Hosh posh! I think they're perfectly fine. I do leave the bag in the freezer but when I do let them have some I let them stay out so they cam go back to them whenever they please. Nome of them has ever gotten sick from bacteria , all its been doin is keepin their teeth clean and preventin them from chewin things they're not supposed to. Dex is a huge antler fan but KC not so much...altho she loooovvesss her piggy ears :albino:


----------



## fizzy n kirbys mum (Jan 17, 2005)

Brodysmom said:


> I store them in the freezer. Take one out, let Brody have it for awhile, then when he loses interest, it goes back in the freezer.


Same here - I always freeze them first


----------



## KrystalLeigh (Aug 17, 2011)

Ooh I might have to look into the himalayan dog chew! Odie has a local elk antler chew that she's had since she was a puppy and there's only a tiny dent made in it. It just doesn't keep her interested. I've heard a lot of people have had success with the ziwipeak antlers so I may try one of those. 

I'm not going to completely give up on bully sticks, but I definitely want to investigate a little bit more before I can give them without too much concern. I do try to keep her raw meat in the freezer for a couple of weeks before I feed it, so I don't see why I couldn't do that with bully sticks. I found another article about the study with some more info, HERE. 

One thing I did not know was that I should treat a bully stick the same as raw meat in regards to clean-up, etc. I'm going to email the local company that produces them and see what they have to say about this study. Just curious what kind of testing their products go through.


----------



## Missygal (May 19, 2011)

I was told they didn't have a lot of calories and have never heard anything about bacteria! Mine would chew on them forever if I let them. They chew for about 30 min then I put them away. 

I'm confused...


Sent from Petguide.com App


----------



## KittyD (Apr 2, 2010)

KrystalLeigh said:


> Just wondering what you offer other than carrots? Looking for some ideas.
> 
> 
> Sent from Petguide.com Free App


We let the dogs have small rawhide twists supervised, that's however not popular or trendy here. :lol: I know my dogs well enough to know what they can handle and what they cannot and that's key. I don't have zealous chewers so rawhide is totally acceptable here, other dogs may or may not eat the whole thing... so you need to know your dog and be careful.

I've used pig ears as well with other dogs I have owned in the past but have not tried them with my current two yet, I think Mimi would like it, not sure Bijou would his mouth is sooo small.


----------



## AnnHelen (Nov 29, 2010)

Just put it in the freezer overnight..it wont freeze, but it will kill the bacteria..


----------



## AnnHelen (Nov 29, 2010)

See someone allready told about the freezer..hihi..get to freezing


----------



## Pumpernickel (Apr 5, 2012)

Thanks for this post Krystal! Max loves his bully sticks and most of the time they last him weeks at a time. He usually has 2 or 3 different natural chews on the go at any time to give him a bit of variety and bully sticks are always one of them. The one he has at the moment has lasted particularly long so I am going to throw it away.

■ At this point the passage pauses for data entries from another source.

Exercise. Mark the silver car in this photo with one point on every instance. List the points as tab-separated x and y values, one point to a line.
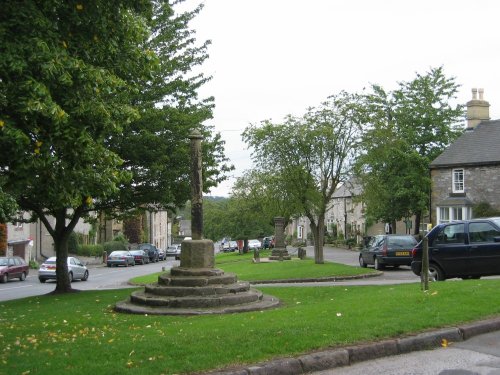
76	270
120	258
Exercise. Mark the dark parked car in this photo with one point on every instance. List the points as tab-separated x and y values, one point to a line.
76	270
151	250
388	250
140	256
120	258
13	268
466	249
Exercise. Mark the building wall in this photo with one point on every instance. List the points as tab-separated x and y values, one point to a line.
481	183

I don't think I will stop giving bully sticks as he enjoys them so much, but I think I will be more careful about the way I feed them in future. I plan to take it up when he has finished with it and will put it in the freezer as Brody's Mom mentioned. I suppose this way it will become more of a treat than something he can have whenever he wants.

It has got me thinking though, another of Max's favourites is his dried beef gullet. I wonder if the same will apply to that?


----------



## teetee (Aug 25, 2011)

Tracy, if freezing it only halts the bacteria, then in the long run, wouldn't the dog still be ingesting whatever bacteria was present?

What about broiling or baking the bully stick for 5-7 minutes? Would that do any good for killing?


----------



## teetee (Aug 25, 2011)

KrystalLeigh said:


> One thing I did not know was that I should treat a bully stick the same as raw meat in regards to clean-up, etc. I'm going to email the local company that produces them and see what they have to say about this study. Just curious what kind of testing their products go through.


would you please update me on what their response is? Miya is a bully stick lover.


----------



## KrystalLeigh (Aug 17, 2011)

teetee said:


> would you please update me on what their response is? Miya is a bully stick lover.


Yep! Will do. I'm going to contact the company that makes the one that Miya got from Odie for secret santa. 


Sent from Petguide.com Free App


----------



## rubia (Jul 3, 2008)

teetee said:


> Tracy, if freezing it only halts the bacteria, then in the long run, wouldn't the dog still be ingesting whatever bacteria was present?
> 
> What about broiling or baking the bully stick for 5-7 minutes? Would that do any good for killing?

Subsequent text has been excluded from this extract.